Activision Wins Lawsuit Pursued By AM General In Regards To Humvee’s Being Portrayed In Call Of Duty
Credit: Call of Duty via YouTube

Chasing obscure laws around courtrooms by over-educated silver-spooners has got to be one of the most arbitrary and dull facets of modern life that keeps a thorn in the side of society. From patent trolling, where teams of lawyers bully small companies over drawn-out battles that bring the small company to financial ruin, to massive publishers searching for mods they don’t like to bring a legal smackdown to some guy in a living room, it’s a frankly baroque reference at best. None the less, we all adhere to the laws and agreements of various courts that make political corruption look like child play, but it’s important to pause for a moment and take note when a decision comes from courts that isn’t monumentally idiotic.

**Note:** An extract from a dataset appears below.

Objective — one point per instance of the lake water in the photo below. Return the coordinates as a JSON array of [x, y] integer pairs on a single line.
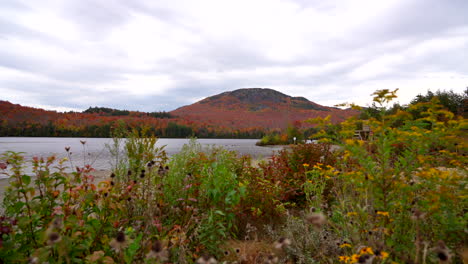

The celebration today isn’t necessarily regarding a victory for citizens, but it is a surprisingly fresh result between two companies with too much time and money on their hands.

AM General has been pursuing Activision, developers behind the near-annual Call of Duty franchise that portrays war as soldiers all on speed with various facial hair lengths, over the inclusion of Humvee’s in the Call of Duty franchise. This was arguably an important case for the video game industry to win, however; imagine not being able to use any real weapons without developers cutting weapon manufacturers a check, or jets and helicopters not existing in their current form.

Battlefield wouldn’t have an F-22, they would have a make-believe jet that would (of course) be wildly different than what Lockheed Martin pushes in their multinational arms-deals so various nations can blow the snot out of each other.

It was frankly a grim reality that was proposed for fans of military sims, and Activision (of all developers) was at the forefront of the battle.

We’ll bypass most precedential cases that can make anyone temporarily experience narcolepsy; Activision won the case with a New York federal judge presiding, which makes for one of the surprisingly few cases where an industry can win against a military supplier.

Humvee’s can safely be used not only in Call of Duty but many other titles and pieces of media as a portrayal of modern military life. It sets the precedent that other militaristic manufacturers can have their likeliness portrayed.

Granted, there’s still a lot more hoops and courts that AM General can force Activision to hop through, so the battle might not be entirely over just yet. If the case ends up in front of the supreme court, we’re likely not looking too healthy in the military sim department.